Pendant que cils siéges, ces prises, ces assauts et ces chevauchées se faisoient en Beauce et en Normandie, couroient d’autre part messire Louis de Navarre et ses gens en la Basse-Auvergne et en Berry, et y tenoient les champs et y honnissoient et appovrissoient durement le pays, ni nul n’alloit au devant. Et aussi ceux de la Charité faisoient autour d’eux ce qu’ils vouloient, dont les complaintes en venoient tous les jours au roi de France. D’autre part le comte de Montbéliard, avecques aucuns alliés d’Allemagne, entrés étoient en la Bourgogne pardevers Besançon, et y honnissoient aussi tout le pays : pourquoi le roi de France eut conseil qu’il briseroit tous les siéges de Beauce et de Normandie, et envoieroit le duc de Bourgogne son frère en son pays ; car bien lui étoit mestier. Si lui manda incontinent qu’il défit son siége et se retraist devers Paris ; car il le convenoit aller autre part ; et lui signifia clairement l’affaire ainsi que il alloit. Quand le duc ouït ces nouvelles, si fut tout pensis, tant pour son pays que on lui ardoit, que pour ce que il avoit parlé si avant du siége de Connay qu’il ne s’en partiroit, si les auroit à sa volonté. Si remontra ce à son conseil, et trouva que, au cas que le roi le remandoit, qui là l’avoit envoyé, il s’en pouvoit bien partir sans forfait, mais on n’en fit nul semblant à ceux de Connay. Si leur fut demandé des maréchaux si ils se vouloient rendre simplement. Ils répondirent que nennil, mais volontiers se rendroient, sauf leurs corps et leurs biens.

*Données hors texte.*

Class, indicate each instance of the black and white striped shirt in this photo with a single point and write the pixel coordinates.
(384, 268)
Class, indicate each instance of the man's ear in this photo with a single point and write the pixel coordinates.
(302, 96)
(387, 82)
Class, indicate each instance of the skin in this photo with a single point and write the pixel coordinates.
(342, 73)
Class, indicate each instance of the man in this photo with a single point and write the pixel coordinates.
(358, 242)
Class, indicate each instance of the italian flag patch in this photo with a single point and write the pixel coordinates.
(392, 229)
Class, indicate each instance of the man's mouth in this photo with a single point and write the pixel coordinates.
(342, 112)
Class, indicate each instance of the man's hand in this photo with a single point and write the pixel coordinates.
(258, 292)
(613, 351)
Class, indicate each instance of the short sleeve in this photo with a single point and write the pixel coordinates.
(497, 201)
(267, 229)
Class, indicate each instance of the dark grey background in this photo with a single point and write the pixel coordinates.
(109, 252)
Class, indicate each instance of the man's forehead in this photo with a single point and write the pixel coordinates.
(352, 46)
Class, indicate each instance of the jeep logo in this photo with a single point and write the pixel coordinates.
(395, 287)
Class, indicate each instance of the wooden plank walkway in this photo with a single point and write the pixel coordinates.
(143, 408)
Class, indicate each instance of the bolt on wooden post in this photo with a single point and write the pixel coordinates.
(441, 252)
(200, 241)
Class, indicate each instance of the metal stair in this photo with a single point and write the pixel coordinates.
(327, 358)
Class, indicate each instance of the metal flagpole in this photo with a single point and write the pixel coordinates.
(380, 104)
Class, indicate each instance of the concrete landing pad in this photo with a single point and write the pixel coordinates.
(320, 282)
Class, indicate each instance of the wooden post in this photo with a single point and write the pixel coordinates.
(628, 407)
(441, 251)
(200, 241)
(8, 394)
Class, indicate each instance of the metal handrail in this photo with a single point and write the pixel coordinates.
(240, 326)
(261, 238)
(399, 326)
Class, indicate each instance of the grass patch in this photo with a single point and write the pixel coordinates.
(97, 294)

Finablement le duc vit que partir l’en convenoit : si les laissa passer parmi ce traité ; et rendirent le châtel de Connay au dit duc, et s’en partirent, si comme ci-dessus est dit. Si en prit le duc de Bourgogne la saisine et la possession, et puis le délivra à un écuyer de Beauce qui s’appeloit Philippe d’Arties. Cil le répara bien et bel, et le pourvey et refraîchit de tous bons compagnons. Ce fait, îe duc de Bourgogne et ses gens d’armes s’en vinrent à Chartres. Si rechargea le duc la plus grand’partie de ses gens au comte d’Aucerre et au maréchal Boucicaut, et à monseigneur Louis de Sancerre[2]. Si se partit et emmena avecques lui monseigneur Louis de Châlons, le seigneur de Beaujeu, monseigneur Jean de Vienne et tous les Bourguignons ; et chevauchèrent tant qu’ils vinrent à Paris. Si passèrent outre les gens d’armes sans point d’arrêt, en allant devers Bourgoingne. Mais le duc s’en vint devers le roi son frère, qui se tenoit à Vaux-la-Comtesse, en Brie ; et là fut un jour tant seulement de-lez lui, et puis s’en partit et exploita tant qu’il vint à Troyes en Champagne ; et passa outre et prit le chemin de Langres ; et partout mandoit gens d’armes efforcément ; et jà s’étoient recueillis les Bourguignons grandement et mis en frontière contre les ennemis. Et là étoit l’archiprêtre, le sire de Châtel-Villain, le sire de Vergy, le sire de Grancé, le sire de Sonbrenon, le sire de Rougemont, et un moult haut, gentil, riche homme qui s’appeloit Jean de Boulogne, le sire de Poises, messire Hugues de Vienne, le sire de Trischastel, et proprement l’évêque de Langres. Si furent encore les barons et les chevaliers de Bourgogne moult réjouis quand leur sire fut venu. Si chevauchèrent contre leurs ennemis, de quoi on disoit qu’ils étoient bien quinze cents lances : mais ils n’osèrent attendre, sitôt comme ils sentirent la venue du dit duc et de ses gens : si se retrairent arrière outre le Rin. Mais les Bourguignons ne se feindirent mie d’entrer en la comté de Montbéliard et en ardirent une grand’partîe.

  1. Probablement Conneray, bourg du Maine, sur l’Huisne.
  2. On a vu à la fin du chapitre 180 que Louis de Sancerre avait accompagné du Guesclin en Normandie : il l’avait apparemment quitté pour aller joindre le duc de Bourgogne.